Kidnapping for Extortion or Ransom
Section 209(a) of the California Penal Code makes it a crime to seize, confine, conceal, or hold a person for ransom or reward, or to commit extortion to obtain money or other valuable property from another. Asportation or movement of the victim is not required, and a good faith belief in right to ransom money is no defense to kidnapping for ransom.1 Section 209(a) describes four types of aggravated kidnapping: (a) for ransom; (b) for reward; (c) to commit extortion; and (d) to exact from another money or a valuable thing. The crime of extortion does not require that the fruits of the extortion be obtained from a third party.

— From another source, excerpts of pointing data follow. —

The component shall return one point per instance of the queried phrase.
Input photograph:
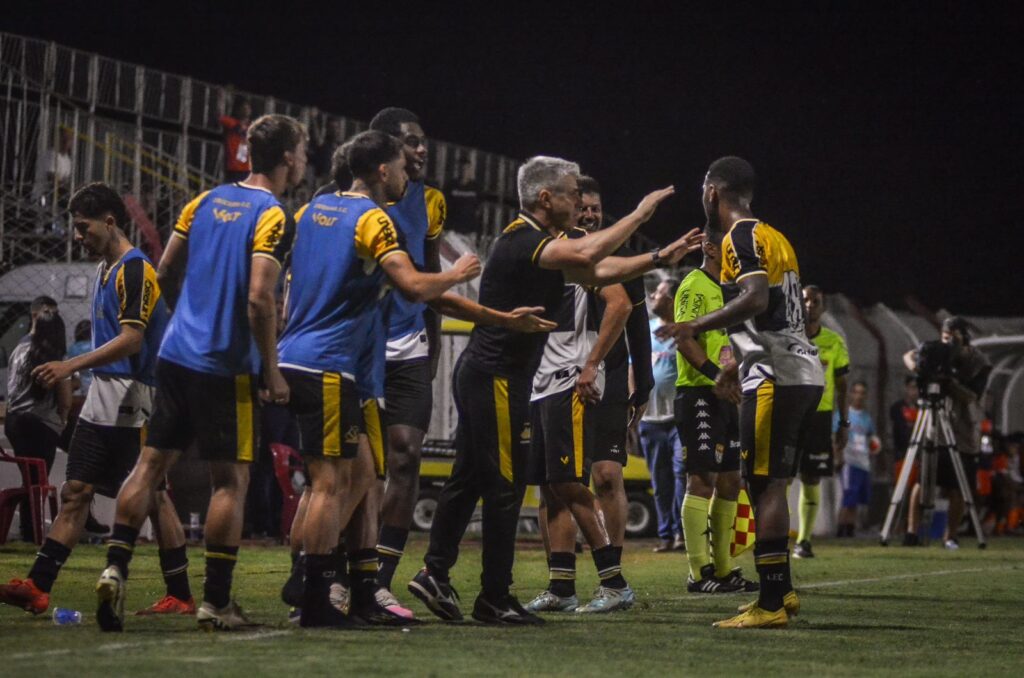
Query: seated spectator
(36, 415)
(856, 461)
(236, 126)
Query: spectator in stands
(37, 415)
(966, 386)
(323, 152)
(236, 126)
(861, 445)
(657, 427)
(464, 200)
(52, 183)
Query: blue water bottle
(66, 617)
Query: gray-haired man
(528, 264)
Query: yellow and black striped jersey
(773, 344)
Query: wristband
(710, 370)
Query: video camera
(935, 367)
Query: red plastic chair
(286, 461)
(37, 495)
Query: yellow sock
(695, 532)
(810, 497)
(723, 514)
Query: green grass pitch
(866, 609)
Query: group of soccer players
(542, 388)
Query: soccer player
(370, 601)
(412, 343)
(228, 246)
(708, 430)
(570, 378)
(128, 322)
(346, 250)
(494, 377)
(619, 407)
(778, 381)
(821, 445)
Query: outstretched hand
(467, 267)
(645, 210)
(526, 319)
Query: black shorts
(558, 439)
(328, 413)
(708, 430)
(816, 458)
(945, 476)
(102, 456)
(773, 421)
(219, 414)
(409, 394)
(607, 423)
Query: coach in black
(492, 381)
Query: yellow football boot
(755, 618)
(790, 602)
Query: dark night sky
(888, 144)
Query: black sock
(771, 556)
(174, 564)
(363, 574)
(321, 574)
(49, 559)
(219, 568)
(561, 569)
(120, 547)
(609, 568)
(390, 545)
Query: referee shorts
(219, 414)
(816, 457)
(558, 439)
(773, 422)
(708, 430)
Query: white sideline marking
(108, 647)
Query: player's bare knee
(76, 496)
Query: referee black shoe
(505, 609)
(709, 583)
(439, 597)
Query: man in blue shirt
(220, 272)
(657, 429)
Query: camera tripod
(932, 434)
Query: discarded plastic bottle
(66, 617)
(195, 527)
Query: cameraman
(965, 383)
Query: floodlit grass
(867, 609)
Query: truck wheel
(426, 506)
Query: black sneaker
(439, 597)
(291, 593)
(742, 584)
(709, 583)
(505, 609)
(803, 550)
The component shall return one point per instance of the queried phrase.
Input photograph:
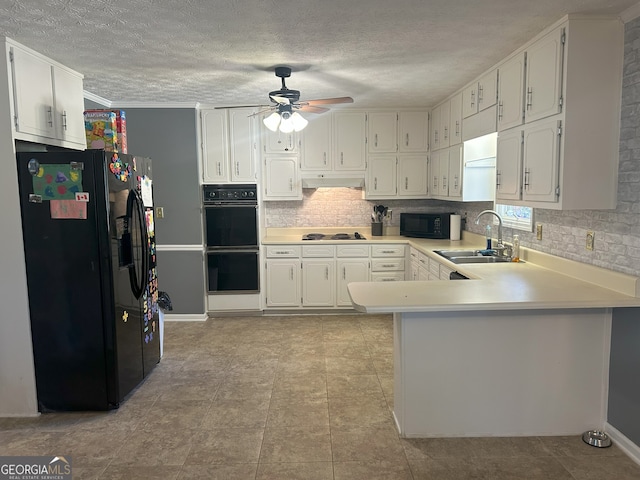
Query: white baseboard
(185, 317)
(627, 446)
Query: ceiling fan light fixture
(299, 122)
(272, 121)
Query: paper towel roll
(454, 227)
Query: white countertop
(540, 282)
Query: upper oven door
(231, 226)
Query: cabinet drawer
(434, 267)
(387, 250)
(387, 264)
(318, 251)
(283, 251)
(387, 276)
(352, 251)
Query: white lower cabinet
(282, 276)
(316, 275)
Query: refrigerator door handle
(138, 279)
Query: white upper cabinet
(488, 90)
(565, 155)
(435, 128)
(543, 94)
(480, 95)
(316, 144)
(383, 136)
(510, 92)
(455, 119)
(509, 165)
(281, 178)
(413, 132)
(444, 130)
(349, 141)
(48, 101)
(228, 146)
(412, 175)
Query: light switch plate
(590, 239)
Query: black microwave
(425, 225)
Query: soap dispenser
(488, 237)
(516, 248)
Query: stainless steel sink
(470, 256)
(479, 259)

Extortion is obtaining property from another, with his consent, or obtaining an official act of a public officer, through the use or fear, or under color of official right.
Kidnapping by extortion is committed when a person is forced to pay money for the return of their property. The crime does not require that the person extorted be someone other than the kidnapped victim.2
It is unnecessary to prove that the kidnaper intended to commit extortion at the time of the original abduction or taking of the person kidnapped. That extortion became a purpose of the abduction at some point is enough, and during the kidnapping the perpetrator, holds or detains his victim by fear or threats of force.
To commit extortion, there is no illegal taking necessary, extortion is obtaining property or something from another with that person's consent, through threats of force or fear.3
The victim's lack of consent is an element of kidnapping for ransom, as is the lack of the defendant's reasonable belief in consent. 4
Unlike kidnapping for robbery, kidnapping for extortion or ransom does not require forced movement or asportation of the victim. 5
A good faith belief by a person they may ransom money is no defense to kidnapping for ransom.6 However, consent or a reasonable belief that a person consented to give the ransom money to the accused is a defense.
The sentence for committing the crime is life in prison with the possibility of parole.7
The statute provides for increased punishment for death or bodily harm, or intentional confinement that exposes the victim “to a substantial likelihood of death.”8 Here, the punishment becomes imprisonment for life without the possibility of parole. 9
The bodily harm needs not be intentional, nor is it required that the harm be caused by a separate criminal intent where the harm is incidental to the kidnapping.10
If probation is granted, the court must require a 12-month county jail term as a condition of probation, unless the court finds under the interests of justice, it is unnecessary.11
2 People v. Superior Court (Deardorf) (1986) 183 C.A.3d 509, 513, 228 C.R. 137; People v. Ibrahim (1993) 19 C.A.4th 1692, 1696, 24 C.R.2d 269; People v. Kozlowski (2002) 96 C.A.4th 853, 870, 117 C.R.2d 504.